Supercooled PCs...

Hey,

Anyone else watch TechTV? I just started watching it the past few weeks, we got it with our new digital satellite service.

One of the awesome shows is The Screensavers, all about computers. It’s an hour and a half long. I realized it was going to be one of my favorite TV shows when last week they did a full 1/2 hour on IDE. (Maybe they should’ve called it “GeekTV” instead of “TechTV”, lol).

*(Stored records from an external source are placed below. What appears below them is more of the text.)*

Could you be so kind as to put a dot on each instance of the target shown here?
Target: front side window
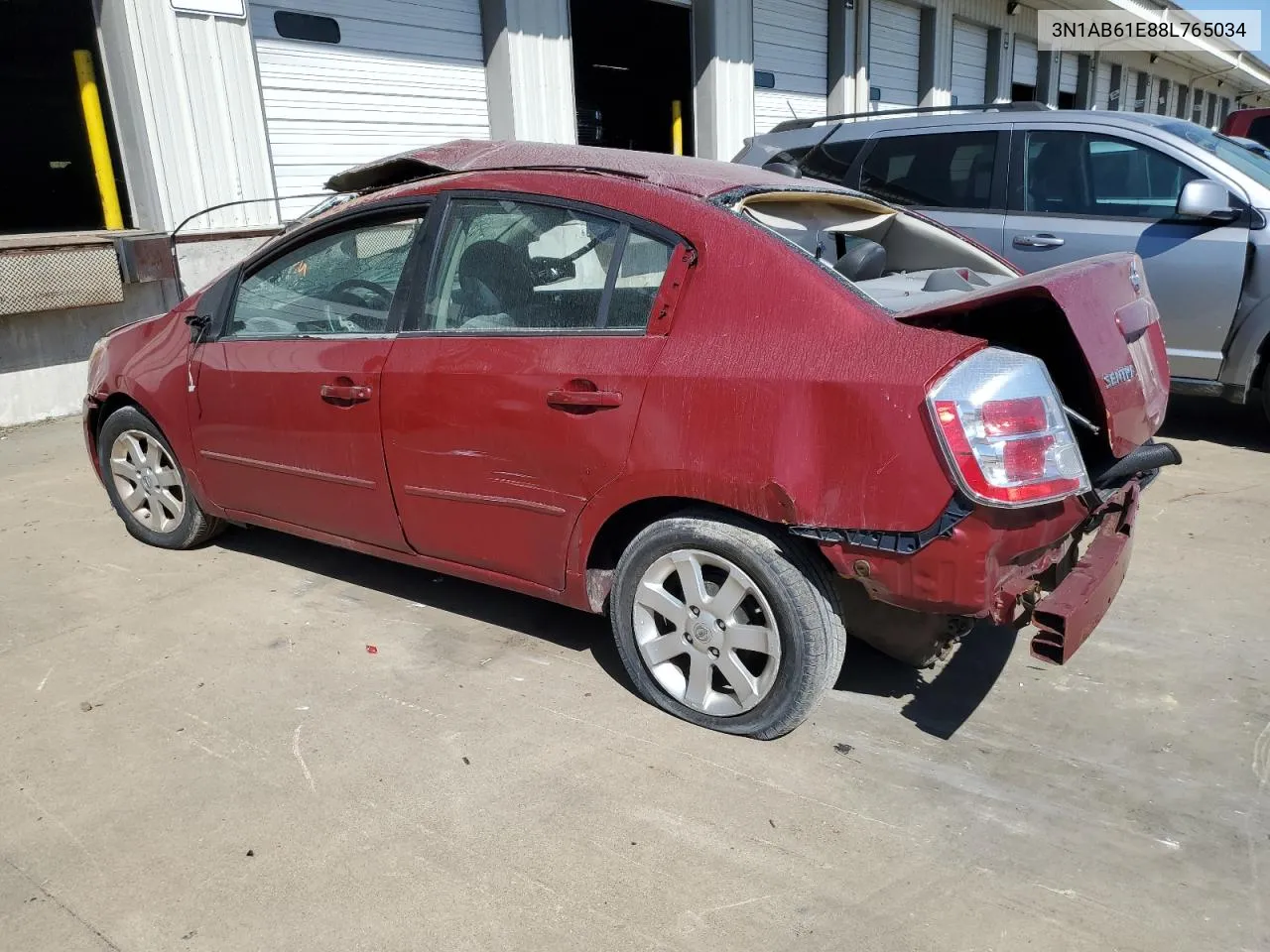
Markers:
(945, 171)
(1079, 173)
(521, 267)
(340, 284)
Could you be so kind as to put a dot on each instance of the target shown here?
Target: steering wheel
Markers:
(381, 298)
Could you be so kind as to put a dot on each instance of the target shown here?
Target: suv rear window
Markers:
(943, 171)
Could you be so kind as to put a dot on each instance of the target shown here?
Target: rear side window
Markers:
(513, 267)
(830, 162)
(1260, 130)
(944, 171)
(1078, 173)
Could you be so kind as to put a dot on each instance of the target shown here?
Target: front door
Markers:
(286, 403)
(1079, 194)
(517, 399)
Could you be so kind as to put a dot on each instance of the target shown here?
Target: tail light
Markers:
(1003, 430)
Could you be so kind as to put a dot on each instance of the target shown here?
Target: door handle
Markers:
(349, 394)
(584, 399)
(1038, 241)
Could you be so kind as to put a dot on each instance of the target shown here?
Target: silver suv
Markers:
(1044, 186)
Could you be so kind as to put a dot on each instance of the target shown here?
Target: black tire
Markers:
(194, 526)
(1265, 393)
(803, 602)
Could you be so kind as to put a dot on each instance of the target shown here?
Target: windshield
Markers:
(1254, 166)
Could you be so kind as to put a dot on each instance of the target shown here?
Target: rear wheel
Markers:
(146, 484)
(726, 625)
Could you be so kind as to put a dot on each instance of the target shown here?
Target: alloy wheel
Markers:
(706, 633)
(148, 481)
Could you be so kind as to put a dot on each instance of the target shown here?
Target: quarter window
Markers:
(509, 267)
(947, 171)
(341, 284)
(1078, 173)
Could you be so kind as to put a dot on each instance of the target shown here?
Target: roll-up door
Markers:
(894, 36)
(969, 63)
(345, 81)
(792, 41)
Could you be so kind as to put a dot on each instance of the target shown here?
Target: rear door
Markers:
(1080, 193)
(285, 404)
(956, 178)
(515, 397)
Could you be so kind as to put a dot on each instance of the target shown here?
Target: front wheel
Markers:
(726, 625)
(146, 484)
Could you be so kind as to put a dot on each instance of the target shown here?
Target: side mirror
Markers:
(1205, 198)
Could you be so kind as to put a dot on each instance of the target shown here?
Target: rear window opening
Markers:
(898, 261)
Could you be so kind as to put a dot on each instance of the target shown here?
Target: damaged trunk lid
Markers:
(1095, 326)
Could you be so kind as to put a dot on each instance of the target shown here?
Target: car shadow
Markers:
(939, 705)
(567, 627)
(943, 699)
(1214, 420)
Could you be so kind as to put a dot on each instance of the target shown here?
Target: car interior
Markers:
(341, 284)
(521, 267)
(898, 261)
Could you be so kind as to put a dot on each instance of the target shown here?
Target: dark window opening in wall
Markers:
(631, 63)
(46, 162)
(305, 26)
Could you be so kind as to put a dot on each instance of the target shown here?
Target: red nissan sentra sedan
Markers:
(740, 414)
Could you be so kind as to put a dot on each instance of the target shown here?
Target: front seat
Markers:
(861, 259)
(494, 284)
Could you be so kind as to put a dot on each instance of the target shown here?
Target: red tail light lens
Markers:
(1005, 433)
(1010, 417)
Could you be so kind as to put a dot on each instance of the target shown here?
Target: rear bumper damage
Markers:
(992, 563)
(1069, 615)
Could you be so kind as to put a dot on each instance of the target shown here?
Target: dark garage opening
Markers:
(631, 61)
(46, 163)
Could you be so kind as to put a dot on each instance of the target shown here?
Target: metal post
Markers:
(100, 148)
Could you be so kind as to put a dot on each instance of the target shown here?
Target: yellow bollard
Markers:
(95, 125)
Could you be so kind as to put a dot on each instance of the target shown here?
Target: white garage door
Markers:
(1069, 71)
(345, 81)
(970, 63)
(894, 35)
(792, 40)
(1102, 86)
(1025, 61)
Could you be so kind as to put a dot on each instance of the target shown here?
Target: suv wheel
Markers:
(726, 625)
(146, 484)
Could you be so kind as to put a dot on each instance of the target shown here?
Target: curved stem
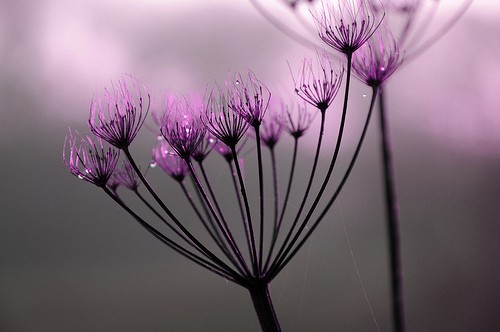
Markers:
(261, 298)
(334, 196)
(183, 229)
(225, 231)
(274, 169)
(306, 193)
(235, 185)
(214, 199)
(214, 229)
(279, 259)
(285, 203)
(227, 274)
(393, 222)
(248, 223)
(165, 221)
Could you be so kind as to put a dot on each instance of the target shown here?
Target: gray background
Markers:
(71, 260)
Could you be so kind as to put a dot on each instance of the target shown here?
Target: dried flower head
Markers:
(319, 87)
(347, 25)
(124, 176)
(377, 59)
(119, 115)
(273, 124)
(222, 121)
(298, 121)
(169, 161)
(88, 159)
(183, 128)
(248, 97)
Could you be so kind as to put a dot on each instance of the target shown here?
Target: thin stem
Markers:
(225, 231)
(248, 223)
(212, 256)
(274, 169)
(303, 225)
(285, 203)
(335, 195)
(441, 32)
(284, 28)
(213, 235)
(214, 199)
(227, 274)
(214, 229)
(261, 197)
(176, 231)
(393, 222)
(304, 199)
(261, 298)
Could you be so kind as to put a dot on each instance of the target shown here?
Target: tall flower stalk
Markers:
(188, 134)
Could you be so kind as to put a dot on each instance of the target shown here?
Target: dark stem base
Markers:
(263, 305)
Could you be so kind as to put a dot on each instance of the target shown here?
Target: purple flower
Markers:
(378, 59)
(118, 116)
(169, 161)
(402, 6)
(319, 89)
(249, 98)
(347, 25)
(183, 128)
(222, 121)
(298, 121)
(203, 149)
(124, 176)
(273, 124)
(88, 159)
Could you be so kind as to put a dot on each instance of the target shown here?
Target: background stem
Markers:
(392, 211)
(264, 308)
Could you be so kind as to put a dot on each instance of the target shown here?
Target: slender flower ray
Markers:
(292, 253)
(393, 222)
(215, 237)
(228, 274)
(176, 168)
(155, 196)
(165, 221)
(184, 131)
(330, 168)
(214, 199)
(251, 237)
(319, 93)
(214, 229)
(222, 244)
(227, 237)
(304, 198)
(261, 198)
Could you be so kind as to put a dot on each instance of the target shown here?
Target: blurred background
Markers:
(71, 260)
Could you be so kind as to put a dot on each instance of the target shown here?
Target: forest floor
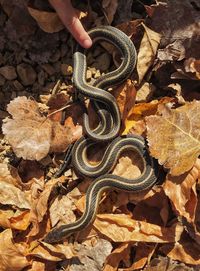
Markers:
(157, 229)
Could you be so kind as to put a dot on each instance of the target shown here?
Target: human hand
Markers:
(68, 16)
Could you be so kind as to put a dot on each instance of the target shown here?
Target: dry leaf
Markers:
(147, 51)
(30, 134)
(143, 254)
(186, 251)
(61, 210)
(193, 66)
(173, 136)
(117, 255)
(181, 191)
(5, 215)
(21, 221)
(11, 195)
(141, 110)
(125, 95)
(179, 30)
(47, 21)
(110, 7)
(12, 255)
(166, 264)
(122, 228)
(91, 257)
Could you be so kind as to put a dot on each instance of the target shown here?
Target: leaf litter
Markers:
(151, 230)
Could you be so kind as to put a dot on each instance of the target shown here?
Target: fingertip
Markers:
(87, 43)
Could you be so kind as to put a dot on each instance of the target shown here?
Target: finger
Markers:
(69, 18)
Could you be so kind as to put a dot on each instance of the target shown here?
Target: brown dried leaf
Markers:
(141, 110)
(21, 221)
(179, 30)
(61, 210)
(147, 51)
(47, 21)
(91, 257)
(110, 7)
(4, 218)
(181, 191)
(125, 95)
(186, 251)
(11, 195)
(12, 255)
(30, 134)
(192, 65)
(117, 255)
(143, 254)
(127, 167)
(173, 136)
(165, 263)
(122, 228)
(49, 252)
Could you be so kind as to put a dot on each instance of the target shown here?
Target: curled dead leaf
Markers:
(182, 193)
(147, 51)
(122, 228)
(186, 250)
(47, 21)
(173, 137)
(12, 255)
(30, 134)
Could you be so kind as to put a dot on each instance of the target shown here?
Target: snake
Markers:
(107, 181)
(97, 92)
(77, 152)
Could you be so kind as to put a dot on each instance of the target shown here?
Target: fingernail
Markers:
(87, 43)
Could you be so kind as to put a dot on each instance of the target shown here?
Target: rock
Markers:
(2, 80)
(102, 62)
(88, 75)
(8, 72)
(17, 85)
(97, 74)
(55, 56)
(66, 69)
(63, 50)
(48, 69)
(26, 74)
(41, 78)
(1, 59)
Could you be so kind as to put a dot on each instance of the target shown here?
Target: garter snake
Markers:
(107, 181)
(105, 103)
(97, 92)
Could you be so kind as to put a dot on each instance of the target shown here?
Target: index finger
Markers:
(71, 21)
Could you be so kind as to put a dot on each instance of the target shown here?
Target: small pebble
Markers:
(8, 72)
(26, 74)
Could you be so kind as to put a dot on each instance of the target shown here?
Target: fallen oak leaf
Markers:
(122, 228)
(12, 255)
(139, 112)
(143, 254)
(47, 21)
(186, 250)
(91, 257)
(173, 136)
(12, 195)
(147, 51)
(54, 253)
(31, 135)
(181, 190)
(118, 254)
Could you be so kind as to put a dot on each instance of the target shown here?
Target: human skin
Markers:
(69, 17)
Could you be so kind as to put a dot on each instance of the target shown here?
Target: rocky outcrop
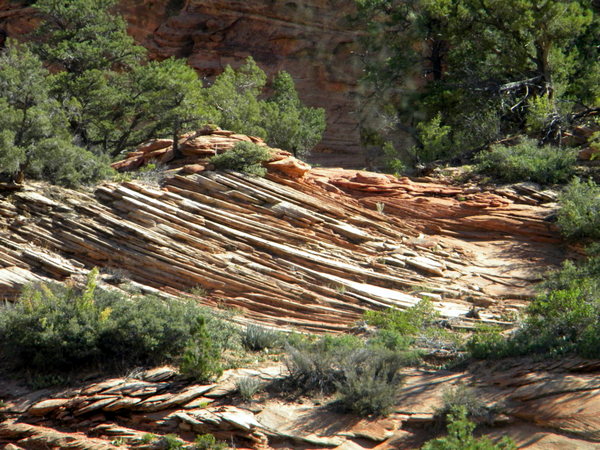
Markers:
(312, 40)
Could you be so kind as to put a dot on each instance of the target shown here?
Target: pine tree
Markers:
(35, 139)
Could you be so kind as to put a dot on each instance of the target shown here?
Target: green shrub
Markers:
(201, 358)
(55, 328)
(460, 436)
(366, 377)
(406, 322)
(370, 382)
(435, 139)
(463, 396)
(488, 342)
(245, 157)
(391, 159)
(257, 338)
(579, 214)
(318, 366)
(563, 319)
(527, 161)
(208, 442)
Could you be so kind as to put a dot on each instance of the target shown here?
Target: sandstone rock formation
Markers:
(310, 39)
(547, 405)
(305, 249)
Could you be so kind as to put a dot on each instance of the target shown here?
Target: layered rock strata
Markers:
(543, 405)
(308, 249)
(312, 40)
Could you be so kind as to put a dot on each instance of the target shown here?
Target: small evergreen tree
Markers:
(114, 98)
(289, 124)
(235, 95)
(35, 139)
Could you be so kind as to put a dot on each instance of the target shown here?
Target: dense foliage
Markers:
(565, 318)
(244, 157)
(527, 161)
(460, 436)
(579, 215)
(82, 92)
(281, 119)
(365, 377)
(457, 75)
(56, 328)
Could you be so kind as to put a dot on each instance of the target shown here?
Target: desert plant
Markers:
(463, 396)
(460, 436)
(201, 358)
(55, 328)
(318, 366)
(579, 214)
(371, 380)
(257, 338)
(406, 322)
(248, 386)
(245, 157)
(527, 161)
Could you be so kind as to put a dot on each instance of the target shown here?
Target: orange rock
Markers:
(589, 153)
(193, 168)
(155, 144)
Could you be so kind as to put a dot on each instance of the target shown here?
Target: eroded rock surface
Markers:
(542, 405)
(306, 249)
(312, 40)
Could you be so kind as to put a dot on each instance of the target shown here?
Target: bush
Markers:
(318, 366)
(526, 161)
(245, 157)
(462, 396)
(460, 436)
(366, 377)
(248, 386)
(53, 328)
(435, 139)
(208, 442)
(579, 215)
(406, 322)
(257, 338)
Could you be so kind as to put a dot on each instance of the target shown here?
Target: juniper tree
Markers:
(489, 68)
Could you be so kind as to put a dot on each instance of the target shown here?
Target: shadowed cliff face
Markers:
(310, 39)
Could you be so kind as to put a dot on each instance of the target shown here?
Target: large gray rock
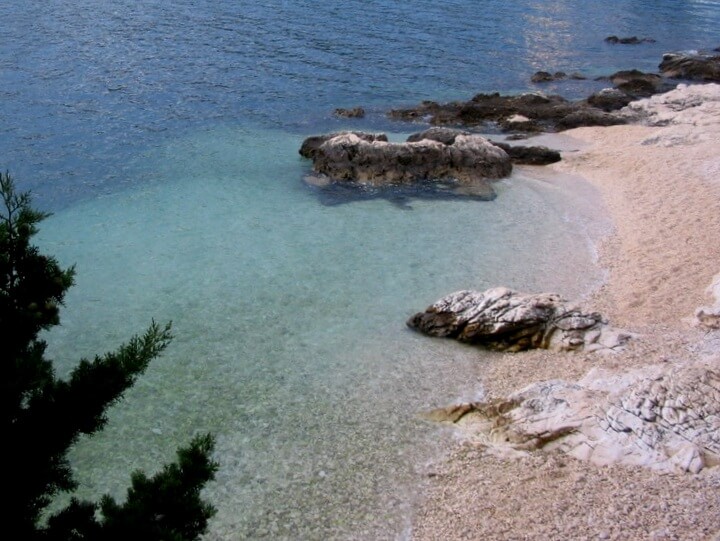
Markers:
(694, 67)
(663, 417)
(542, 112)
(505, 320)
(369, 159)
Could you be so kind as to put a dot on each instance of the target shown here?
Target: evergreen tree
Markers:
(43, 416)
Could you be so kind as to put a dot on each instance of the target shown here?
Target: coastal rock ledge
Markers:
(505, 320)
(666, 418)
(463, 165)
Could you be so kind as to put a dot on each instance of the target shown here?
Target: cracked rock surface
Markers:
(665, 418)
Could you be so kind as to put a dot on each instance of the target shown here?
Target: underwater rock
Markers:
(639, 84)
(355, 112)
(521, 155)
(662, 417)
(505, 320)
(632, 40)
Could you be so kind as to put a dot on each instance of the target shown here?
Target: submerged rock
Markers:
(519, 154)
(355, 112)
(505, 320)
(662, 417)
(462, 166)
(540, 111)
(695, 67)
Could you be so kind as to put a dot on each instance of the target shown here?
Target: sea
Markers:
(163, 137)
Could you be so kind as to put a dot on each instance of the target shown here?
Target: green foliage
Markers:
(43, 416)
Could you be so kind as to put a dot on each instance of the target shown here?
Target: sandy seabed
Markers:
(660, 183)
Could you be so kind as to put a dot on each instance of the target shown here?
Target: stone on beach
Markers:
(467, 163)
(505, 320)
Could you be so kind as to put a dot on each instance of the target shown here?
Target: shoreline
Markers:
(660, 187)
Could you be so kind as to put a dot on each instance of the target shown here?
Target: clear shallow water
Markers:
(164, 136)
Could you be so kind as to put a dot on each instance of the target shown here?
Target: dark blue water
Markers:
(164, 136)
(86, 87)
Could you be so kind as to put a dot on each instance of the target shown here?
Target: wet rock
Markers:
(311, 144)
(522, 155)
(632, 40)
(709, 316)
(609, 99)
(663, 417)
(542, 112)
(461, 167)
(529, 155)
(446, 136)
(589, 116)
(505, 320)
(355, 112)
(547, 77)
(692, 67)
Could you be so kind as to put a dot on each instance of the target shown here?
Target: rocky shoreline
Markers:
(451, 159)
(623, 445)
(605, 426)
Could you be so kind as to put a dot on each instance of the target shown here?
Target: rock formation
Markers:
(632, 40)
(519, 154)
(547, 77)
(709, 316)
(502, 319)
(463, 166)
(542, 112)
(355, 112)
(694, 67)
(662, 417)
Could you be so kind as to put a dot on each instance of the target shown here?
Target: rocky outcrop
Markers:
(463, 166)
(662, 417)
(632, 40)
(695, 67)
(529, 155)
(502, 319)
(694, 109)
(355, 112)
(310, 145)
(551, 113)
(709, 316)
(519, 154)
(547, 77)
(610, 99)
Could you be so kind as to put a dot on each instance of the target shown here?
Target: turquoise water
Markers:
(164, 137)
(289, 316)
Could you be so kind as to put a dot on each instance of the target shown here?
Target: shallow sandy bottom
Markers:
(661, 189)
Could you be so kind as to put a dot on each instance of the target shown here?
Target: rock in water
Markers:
(523, 155)
(505, 320)
(662, 417)
(355, 112)
(465, 164)
(693, 67)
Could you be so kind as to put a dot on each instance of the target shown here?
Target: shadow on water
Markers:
(401, 196)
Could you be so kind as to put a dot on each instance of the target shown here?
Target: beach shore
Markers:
(659, 181)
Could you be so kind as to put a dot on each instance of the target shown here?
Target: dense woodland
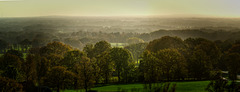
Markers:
(39, 57)
(60, 66)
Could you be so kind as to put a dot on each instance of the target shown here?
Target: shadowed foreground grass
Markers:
(192, 86)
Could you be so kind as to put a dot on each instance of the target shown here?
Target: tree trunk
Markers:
(118, 76)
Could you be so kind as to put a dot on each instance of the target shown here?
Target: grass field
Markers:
(193, 86)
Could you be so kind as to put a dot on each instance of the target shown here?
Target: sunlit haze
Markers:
(29, 8)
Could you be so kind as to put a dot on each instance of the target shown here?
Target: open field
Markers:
(193, 86)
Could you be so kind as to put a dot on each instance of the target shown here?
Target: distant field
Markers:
(193, 86)
(120, 45)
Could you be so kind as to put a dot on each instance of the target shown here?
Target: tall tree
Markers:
(121, 58)
(136, 50)
(150, 68)
(59, 78)
(84, 72)
(105, 65)
(172, 63)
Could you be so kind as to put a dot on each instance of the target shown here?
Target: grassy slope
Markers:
(194, 86)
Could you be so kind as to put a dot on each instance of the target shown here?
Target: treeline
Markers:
(59, 66)
(78, 39)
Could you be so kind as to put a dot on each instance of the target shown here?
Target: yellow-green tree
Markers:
(59, 78)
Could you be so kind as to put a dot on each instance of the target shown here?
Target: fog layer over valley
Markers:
(79, 31)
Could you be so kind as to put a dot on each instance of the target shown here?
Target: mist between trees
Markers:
(58, 66)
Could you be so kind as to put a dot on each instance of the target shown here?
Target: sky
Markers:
(30, 8)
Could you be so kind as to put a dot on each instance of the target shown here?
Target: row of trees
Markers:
(59, 66)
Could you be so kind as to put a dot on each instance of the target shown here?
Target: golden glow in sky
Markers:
(25, 8)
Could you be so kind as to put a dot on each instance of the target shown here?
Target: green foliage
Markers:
(85, 78)
(121, 58)
(136, 50)
(9, 85)
(59, 78)
(134, 40)
(71, 58)
(3, 44)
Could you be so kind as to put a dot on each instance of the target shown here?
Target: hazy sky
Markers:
(24, 8)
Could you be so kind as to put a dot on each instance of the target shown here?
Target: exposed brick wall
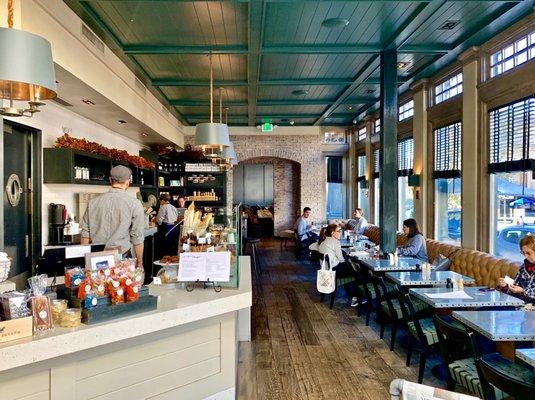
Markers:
(305, 150)
(286, 190)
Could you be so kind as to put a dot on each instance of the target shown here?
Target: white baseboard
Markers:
(229, 394)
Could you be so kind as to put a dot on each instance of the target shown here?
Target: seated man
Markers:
(358, 224)
(302, 228)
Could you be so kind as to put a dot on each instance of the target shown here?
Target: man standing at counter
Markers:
(116, 218)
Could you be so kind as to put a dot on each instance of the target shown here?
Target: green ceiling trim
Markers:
(503, 17)
(255, 28)
(369, 68)
(203, 103)
(102, 25)
(184, 82)
(183, 49)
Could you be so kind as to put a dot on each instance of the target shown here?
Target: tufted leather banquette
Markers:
(483, 267)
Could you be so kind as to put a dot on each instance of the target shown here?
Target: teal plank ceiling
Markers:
(263, 51)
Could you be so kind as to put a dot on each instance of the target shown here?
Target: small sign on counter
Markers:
(205, 266)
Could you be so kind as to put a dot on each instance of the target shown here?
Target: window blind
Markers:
(512, 136)
(448, 151)
(376, 162)
(361, 164)
(405, 156)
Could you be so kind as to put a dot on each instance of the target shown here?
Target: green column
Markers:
(389, 149)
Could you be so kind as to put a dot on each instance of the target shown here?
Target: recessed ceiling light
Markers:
(335, 22)
(300, 92)
(449, 25)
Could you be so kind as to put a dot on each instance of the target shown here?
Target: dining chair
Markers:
(458, 349)
(389, 309)
(421, 330)
(496, 371)
(338, 281)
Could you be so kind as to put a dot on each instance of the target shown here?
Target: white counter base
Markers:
(188, 354)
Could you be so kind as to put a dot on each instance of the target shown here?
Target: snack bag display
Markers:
(42, 315)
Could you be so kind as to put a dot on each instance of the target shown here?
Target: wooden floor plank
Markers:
(303, 350)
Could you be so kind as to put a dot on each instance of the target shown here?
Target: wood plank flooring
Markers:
(303, 350)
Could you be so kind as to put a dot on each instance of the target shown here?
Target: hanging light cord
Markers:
(10, 9)
(211, 91)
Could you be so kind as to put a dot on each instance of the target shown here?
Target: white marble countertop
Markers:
(175, 307)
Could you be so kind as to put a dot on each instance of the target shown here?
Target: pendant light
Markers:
(26, 69)
(211, 137)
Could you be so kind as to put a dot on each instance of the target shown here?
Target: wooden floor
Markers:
(303, 350)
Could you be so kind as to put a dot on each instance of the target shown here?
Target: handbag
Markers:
(326, 278)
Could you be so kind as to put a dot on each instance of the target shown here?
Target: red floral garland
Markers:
(68, 142)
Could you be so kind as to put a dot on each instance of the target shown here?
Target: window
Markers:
(513, 55)
(512, 131)
(447, 179)
(451, 87)
(376, 183)
(406, 110)
(361, 134)
(334, 188)
(377, 126)
(362, 190)
(335, 137)
(405, 194)
(512, 191)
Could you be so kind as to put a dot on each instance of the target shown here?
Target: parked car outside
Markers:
(508, 238)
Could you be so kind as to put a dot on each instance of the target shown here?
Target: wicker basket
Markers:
(5, 266)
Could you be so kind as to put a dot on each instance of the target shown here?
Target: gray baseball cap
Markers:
(120, 173)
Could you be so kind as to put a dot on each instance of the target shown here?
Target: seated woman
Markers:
(415, 246)
(524, 284)
(330, 245)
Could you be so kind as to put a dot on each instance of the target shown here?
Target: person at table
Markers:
(358, 224)
(302, 228)
(330, 245)
(181, 209)
(115, 218)
(524, 284)
(415, 246)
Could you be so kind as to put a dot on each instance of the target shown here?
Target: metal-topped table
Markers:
(382, 265)
(419, 278)
(500, 326)
(526, 355)
(477, 298)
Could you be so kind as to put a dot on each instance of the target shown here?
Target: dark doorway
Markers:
(22, 205)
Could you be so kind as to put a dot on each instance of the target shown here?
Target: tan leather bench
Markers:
(483, 267)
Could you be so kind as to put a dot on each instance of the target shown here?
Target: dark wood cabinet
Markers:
(78, 167)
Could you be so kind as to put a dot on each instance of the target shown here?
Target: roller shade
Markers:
(448, 151)
(512, 137)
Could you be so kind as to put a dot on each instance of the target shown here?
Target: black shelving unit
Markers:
(60, 167)
(173, 170)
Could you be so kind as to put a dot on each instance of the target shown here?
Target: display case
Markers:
(221, 233)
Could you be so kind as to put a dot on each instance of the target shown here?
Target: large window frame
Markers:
(446, 181)
(512, 55)
(449, 88)
(406, 110)
(405, 169)
(511, 160)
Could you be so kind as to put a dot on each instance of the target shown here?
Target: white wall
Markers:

The other night they did something super cool (multiple meanings). They overclocked a P4 3.06ghz chip by more than 50% to over 4.09ghz! It was running Windows, and it was stable! They cooled it with liquid nitrogen. It was so cool… they welded a 2" wide copper pipe on top of the heat sink, and just started pouring styrofoam cups full of the juice in the pipe. Here’s the link, Cooling with Liquid Nitrogen. When you’re done reading, check the related articles on submersion cases… they did that on an older show I never saw, but it looks awesome. Essentially, they built an aquarium for the mobo, cpu, etc. and filled it with a liquid called hydrofluoroether (HFE). It has a high rate of heat transfer, and doesn’t fry electronics. Then just use a pump to run it out and through some copper tubing in another reservoir, then throw dry ice or some other cooling agent on the tubing.

I guess none of this is really practical for your desktop, but it’s still freaking cool.

Enjoy,
Imp

People have been doing that for a long time, with various gases and liquids. The refigerant, Freon, was being used until it became “illegal”…and then it was replaced by a chemical substitute…I do not remember the name offhand. Something like R2e…
Anyway, I don’t understand why anyone would want to overclock badly enough to risk frying their system. Must be a gaming thing.

People trying to push the envelope, I guess… best description is the “Tim Taylor syndrome”, hehe… MORE POWER!!

Though, I would like to see a study of what types of chips are being overclocked… whether they’re the newest, fastest available, or older, cheaper, slower chips… probably both, but I dunno.

Though, I did have a really interesting Idea for a new custom case. First, buy a mini-fridge, then build a submersion case onto the side of it, along with a dry portion to hold your power supply, drives and such. Then cut holes so you can run the HFE cooling tube into the tiny freezer section of the fridge and back.

Get it running, and stock it full of your favorite caffeinated and alcoholic beverages, and it’d beat the pants off that Coffee Pot case posted in the forum a couple months back, hehe.

Imp

Tom’s Hardware did a similar overclocking to 4.1GHz, but didn’t use liquid nitrogen. Instead they use a compressor which is supposed to be more stable than liquid nitrogen.

You can find all the details here:

One thing Tom’s Hardware forgets to mention is condensation. That’s why peltiers have not become more popular- When a cooler’s temperature drops below the current dew point, water starts to condense and can ruin a processor. Newer peltiers come with a add-on card with temperature and humidity gauges to automatically keep it from cooling below the dew point. But the compressor can bring temperatures down to -52 degrees celcius when the processor’s idle! I just saw that the Screensavers did mention this. Good job.

Looks cool, but what are you talking about peltiers? I didn’t see them use one in that setup, it was a compressor (like what’s in a fridge or AC)… actually, it looks very similar to what the Screen Savers did with their UGM 3.0 (Ultimate Gaming Machine), just a different brand.

Imp

Right, Tom’s Hardware uses a compressor, not a peltier. For those of you who don’t know, when peltiers have a lot of electricity going to them they become very cold on one side and extremely hot on the other. Heh I read how someone put the peltier on BACKWARDS and fried his CPU in an instant heh:)

lol. Also, I think that’s the type of cooling a lot of bottled-water-coolers use (and why you wounldn’t hear a compressor with that kind).